Come 1st of November 2021, South Africa will be headed to the polls to elect local leaders. Early indications from the Independent Electoral Commission are that by the time voter registration closes and final candidate lists are submitted, a record number of independent candidates of about 1 000 will take part, up from 855 in 2016.
In most instances, these would be members of community and social movements that traditionally would have been aligned to broader Mass Democratic Movements like the ANC. The increase in their numbers suggests that alternative options to party-sponsored candidates are being explored.
General voter apathy towards local government elections will not be a new phenomenon. The turnout for the previous polls in 2006 (48.40%); 2011 (57.64%) and 2016 (57.94%) would suggest that South Africans are not particularly enthusiastic about their critical responsibility to have a say about who runs the affairs of their locality. National elections are taken slightly more seriously, as evidenced by 2009 (77.30%); 2014 (73.48%) and 2019 (66.05%).

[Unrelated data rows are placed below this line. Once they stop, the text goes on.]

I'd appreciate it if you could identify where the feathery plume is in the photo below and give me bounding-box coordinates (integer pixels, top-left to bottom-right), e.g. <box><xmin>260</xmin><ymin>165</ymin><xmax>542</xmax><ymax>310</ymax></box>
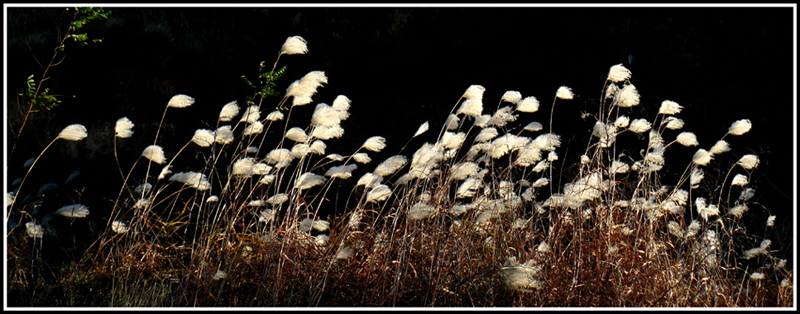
<box><xmin>616</xmin><ymin>84</ymin><xmax>640</xmax><ymax>108</ymax></box>
<box><xmin>266</xmin><ymin>148</ymin><xmax>294</xmax><ymax>168</ymax></box>
<box><xmin>676</xmin><ymin>132</ymin><xmax>699</xmax><ymax>146</ymax></box>
<box><xmin>728</xmin><ymin>119</ymin><xmax>753</xmax><ymax>136</ymax></box>
<box><xmin>361</xmin><ymin>136</ymin><xmax>386</xmax><ymax>153</ymax></box>
<box><xmin>486</xmin><ymin>106</ymin><xmax>517</xmax><ymax>127</ymax></box>
<box><xmin>286</xmin><ymin>71</ymin><xmax>328</xmax><ymax>106</ymax></box>
<box><xmin>167</xmin><ymin>94</ymin><xmax>194</xmax><ymax>108</ymax></box>
<box><xmin>192</xmin><ymin>129</ymin><xmax>215</xmax><ymax>147</ymax></box>
<box><xmin>219</xmin><ymin>100</ymin><xmax>239</xmax><ymax>122</ymax></box>
<box><xmin>214</xmin><ymin>125</ymin><xmax>233</xmax><ymax>144</ymax></box>
<box><xmin>280</xmin><ymin>36</ymin><xmax>308</xmax><ymax>55</ymax></box>
<box><xmin>736</xmin><ymin>154</ymin><xmax>760</xmax><ymax>170</ymax></box>
<box><xmin>731</xmin><ymin>174</ymin><xmax>749</xmax><ymax>186</ymax></box>
<box><xmin>628</xmin><ymin>119</ymin><xmax>651</xmax><ymax>133</ymax></box>
<box><xmin>142</xmin><ymin>145</ymin><xmax>167</xmax><ymax>164</ymax></box>
<box><xmin>456</xmin><ymin>99</ymin><xmax>483</xmax><ymax>117</ymax></box>
<box><xmin>450</xmin><ymin>161</ymin><xmax>481</xmax><ymax>181</ymax></box>
<box><xmin>353</xmin><ymin>153</ymin><xmax>372</xmax><ymax>164</ymax></box>
<box><xmin>56</xmin><ymin>124</ymin><xmax>88</xmax><ymax>141</ymax></box>
<box><xmin>607</xmin><ymin>63</ymin><xmax>631</xmax><ymax>83</ymax></box>
<box><xmin>556</xmin><ymin>86</ymin><xmax>575</xmax><ymax>99</ymax></box>
<box><xmin>114</xmin><ymin>117</ymin><xmax>133</xmax><ymax>138</ymax></box>
<box><xmin>517</xmin><ymin>96</ymin><xmax>539</xmax><ymax>112</ymax></box>
<box><xmin>242</xmin><ymin>121</ymin><xmax>264</xmax><ymax>135</ymax></box>
<box><xmin>331</xmin><ymin>95</ymin><xmax>351</xmax><ymax>111</ymax></box>
<box><xmin>444</xmin><ymin>113</ymin><xmax>460</xmax><ymax>130</ymax></box>
<box><xmin>662</xmin><ymin>117</ymin><xmax>683</xmax><ymax>130</ymax></box>
<box><xmin>461</xmin><ymin>85</ymin><xmax>486</xmax><ymax>100</ymax></box>
<box><xmin>658</xmin><ymin>100</ymin><xmax>683</xmax><ymax>114</ymax></box>
<box><xmin>711</xmin><ymin>140</ymin><xmax>731</xmax><ymax>155</ymax></box>
<box><xmin>356</xmin><ymin>172</ymin><xmax>383</xmax><ymax>189</ymax></box>
<box><xmin>692</xmin><ymin>148</ymin><xmax>714</xmax><ymax>166</ymax></box>
<box><xmin>309</xmin><ymin>140</ymin><xmax>328</xmax><ymax>155</ymax></box>
<box><xmin>55</xmin><ymin>204</ymin><xmax>89</xmax><ymax>218</ymax></box>
<box><xmin>614</xmin><ymin>116</ymin><xmax>631</xmax><ymax>128</ymax></box>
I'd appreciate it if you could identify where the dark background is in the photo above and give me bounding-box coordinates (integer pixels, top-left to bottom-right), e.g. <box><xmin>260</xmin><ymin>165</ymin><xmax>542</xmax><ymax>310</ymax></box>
<box><xmin>6</xmin><ymin>7</ymin><xmax>796</xmax><ymax>236</ymax></box>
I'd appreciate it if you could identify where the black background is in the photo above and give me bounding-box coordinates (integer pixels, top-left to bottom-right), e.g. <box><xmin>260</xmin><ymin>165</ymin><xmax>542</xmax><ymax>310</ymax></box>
<box><xmin>6</xmin><ymin>7</ymin><xmax>796</xmax><ymax>231</ymax></box>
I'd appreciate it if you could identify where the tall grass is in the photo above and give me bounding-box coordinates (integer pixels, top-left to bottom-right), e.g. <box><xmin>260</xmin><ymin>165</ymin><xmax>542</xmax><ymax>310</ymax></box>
<box><xmin>7</xmin><ymin>37</ymin><xmax>794</xmax><ymax>307</ymax></box>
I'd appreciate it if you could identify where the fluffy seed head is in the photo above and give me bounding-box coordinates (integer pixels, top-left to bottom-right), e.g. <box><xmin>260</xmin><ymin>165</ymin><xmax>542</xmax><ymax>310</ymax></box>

All political organizations are pulling all stops to gain voters’ affection. We have seen such scenes as the one in the picture showing right now. Politicians are pulling all stop just so they can get votes. These days, though communities are much wiser.
They receive all these offers and then proceed to vote their own way. While the older generation wallows in disappointment about the failures of the ANC to run the municipalities properly, the younger cohort has no particular sentimental affinity to the liberation movement.
It only sees the pot holes, uncollected refuse and untrimmed hedges for what they truly represent: the incapacity of their councilors to perform. They are open to persuasion to vote “correctly” not only in these elections, but in many more to come in order to choose men and women who will make a difference to the picture painted in the Auditor-General’s reports about the state of the country’s local governance.
That is, if they even bother to vote on November 1st. One major issue not to forget in this election is the religious persecution that South Africans have witnessed since last year. We have scenes of the church being harassed all in the name of enforcing lockdown regulations.